By Waldemar Ingdahl - November 15, 2002 12:00 AM

The 3rd International Conference on Smokeless Tobacco was recently held in Stockholm, Sweden. Scientists from all over the world arrived to discuss tobacco prevention and public health effects.

One of the most interesting new strategies discussed was "harm reduction," which means decreasing public health damages by shifting consumption from more dangerous sorts of tobacco to less harmful ones. Since the conference was held in Sweden, the traditional Swedish smokeless tobacco called "snus" - similar to chewing tobacco in the U.S. - was the main focus.

The reason to discuss smokeless tobacco is that there seem to be fewer health problems associated with it than with cigarettes (for instance, the absence of lung diseases), a lower potential for physical addiction, better potential for users to quit, and it is cheaper than either cigarettes or other smoking substitutes.

According to Lars M. Ramstrom, Ph.D at The Institute for Tobacco Studies of Stockholm, the use of snus as a substitute for smoking in Sweden is one of the factors contributing to the country's low smoking rates both by reducing the number of people who start smoking and by serving as a commonly used and effective smoking cessation aid.

Critics worry the tobacco industry would use a harm reduction strategy to down-play the health risks posed by any kind of tobacco consumption. But urging smokers to switch to smokeless tobacco is not proposed as the only way to decrease smoking, but as an option to be offered to increase people's choices. Smokeless tobacco is a cheaper alternative than nicotine patches, chewing gum, etc. Smokeless tobacco would not be promoted as a harmless product, as indeed it is not, but as a product for harm reduction.
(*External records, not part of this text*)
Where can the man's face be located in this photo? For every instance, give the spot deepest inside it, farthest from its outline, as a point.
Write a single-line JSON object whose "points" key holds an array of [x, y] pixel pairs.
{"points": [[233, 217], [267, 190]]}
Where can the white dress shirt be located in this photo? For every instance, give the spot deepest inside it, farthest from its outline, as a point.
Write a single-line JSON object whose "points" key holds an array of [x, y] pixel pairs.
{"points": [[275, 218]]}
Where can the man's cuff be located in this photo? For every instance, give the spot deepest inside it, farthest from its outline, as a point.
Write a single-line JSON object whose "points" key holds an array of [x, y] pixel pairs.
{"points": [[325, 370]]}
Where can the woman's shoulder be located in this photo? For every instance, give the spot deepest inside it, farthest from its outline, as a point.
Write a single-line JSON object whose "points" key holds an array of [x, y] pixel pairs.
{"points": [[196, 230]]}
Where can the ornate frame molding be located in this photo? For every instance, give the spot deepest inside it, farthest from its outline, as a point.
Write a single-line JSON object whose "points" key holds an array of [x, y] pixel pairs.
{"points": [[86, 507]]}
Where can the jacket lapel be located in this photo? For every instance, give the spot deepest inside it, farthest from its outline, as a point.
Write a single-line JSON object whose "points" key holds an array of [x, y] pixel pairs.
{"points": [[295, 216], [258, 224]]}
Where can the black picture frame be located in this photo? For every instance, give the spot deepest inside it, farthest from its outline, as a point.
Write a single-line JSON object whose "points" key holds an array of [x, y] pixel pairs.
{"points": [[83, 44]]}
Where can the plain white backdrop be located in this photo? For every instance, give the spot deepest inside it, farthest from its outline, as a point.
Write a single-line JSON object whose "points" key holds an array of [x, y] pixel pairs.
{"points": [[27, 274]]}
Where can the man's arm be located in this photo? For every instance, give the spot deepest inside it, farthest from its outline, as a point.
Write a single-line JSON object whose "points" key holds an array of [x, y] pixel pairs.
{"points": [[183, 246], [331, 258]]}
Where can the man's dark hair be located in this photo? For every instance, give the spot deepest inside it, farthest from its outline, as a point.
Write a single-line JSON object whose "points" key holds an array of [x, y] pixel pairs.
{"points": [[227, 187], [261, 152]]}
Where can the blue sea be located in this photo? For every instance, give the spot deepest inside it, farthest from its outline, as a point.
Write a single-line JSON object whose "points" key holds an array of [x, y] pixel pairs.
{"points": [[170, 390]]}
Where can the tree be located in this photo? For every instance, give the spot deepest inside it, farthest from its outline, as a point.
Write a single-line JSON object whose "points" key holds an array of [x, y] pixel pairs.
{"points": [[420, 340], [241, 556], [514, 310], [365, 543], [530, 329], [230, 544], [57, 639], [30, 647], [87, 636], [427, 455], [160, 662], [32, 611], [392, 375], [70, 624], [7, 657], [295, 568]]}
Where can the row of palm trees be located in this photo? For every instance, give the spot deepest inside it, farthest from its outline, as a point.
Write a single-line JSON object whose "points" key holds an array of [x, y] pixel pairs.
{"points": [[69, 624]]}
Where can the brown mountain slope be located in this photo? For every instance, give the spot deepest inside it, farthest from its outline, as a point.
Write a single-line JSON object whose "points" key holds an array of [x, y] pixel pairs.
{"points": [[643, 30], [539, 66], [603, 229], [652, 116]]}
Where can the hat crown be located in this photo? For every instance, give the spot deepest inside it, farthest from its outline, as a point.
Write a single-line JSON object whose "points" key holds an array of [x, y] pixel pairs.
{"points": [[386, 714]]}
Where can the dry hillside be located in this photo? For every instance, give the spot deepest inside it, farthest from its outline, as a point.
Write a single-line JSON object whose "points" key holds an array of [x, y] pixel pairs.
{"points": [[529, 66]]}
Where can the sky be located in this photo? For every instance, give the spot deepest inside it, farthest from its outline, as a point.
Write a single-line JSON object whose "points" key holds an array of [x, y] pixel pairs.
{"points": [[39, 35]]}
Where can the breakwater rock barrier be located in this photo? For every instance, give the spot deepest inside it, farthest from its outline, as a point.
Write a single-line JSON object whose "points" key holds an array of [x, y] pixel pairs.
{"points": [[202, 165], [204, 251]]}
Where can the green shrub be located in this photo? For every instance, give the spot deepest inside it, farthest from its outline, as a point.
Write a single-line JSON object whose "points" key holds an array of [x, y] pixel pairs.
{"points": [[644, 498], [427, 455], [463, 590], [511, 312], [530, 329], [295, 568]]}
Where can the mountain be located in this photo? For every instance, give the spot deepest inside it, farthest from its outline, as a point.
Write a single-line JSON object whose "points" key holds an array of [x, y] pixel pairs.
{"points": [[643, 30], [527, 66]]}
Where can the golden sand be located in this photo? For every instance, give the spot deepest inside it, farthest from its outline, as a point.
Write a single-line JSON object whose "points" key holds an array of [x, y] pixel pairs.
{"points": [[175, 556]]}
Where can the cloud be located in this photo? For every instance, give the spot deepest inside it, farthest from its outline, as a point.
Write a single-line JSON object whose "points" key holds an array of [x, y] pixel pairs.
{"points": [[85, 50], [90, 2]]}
Critics of harm reduction also may underestimate the potential for risk reduction. The status quo for smokeless tobacco in Europe today includes a complete ban in most of the European Union except Sweden, which was granted an exemption for snus. Evidence that this policy of intolerance is working is extremely poor, as pointed out by Mr. Clive Bates of the Action on Smoking and Health (ASH) of London, Great Britain.

The existence of smokeless tobacco at least admonishes us to consider its possibilities with an open mind. To not openly discuss the pros and cons of smokeless tobacco, or prohibiting smokeless tobacco manufacturers from informing smokers about its existence as an alternative to smoking, is a great mistake, since it deprives smokers of a potentially life-saving possibility.

Despite the efforts of tobacco control advocates, the number of smokers in the world will increase in the immediate future if only because rising incomes in underdeveloped countries will mean more people can afford to buy tobacco products. Turning some of these smokers toward smokeless tobacco is not the last step in harm reduction, but it would be a large and beneficial step nonetheless.

Increasing the range of choices individuals can make is the right thing to do, at least until something even less harmful and less costly is developed.

Waldemar Ingdahl is the CEO of the Swedish Eudoxa think tank that studies science, technology and its effects on society.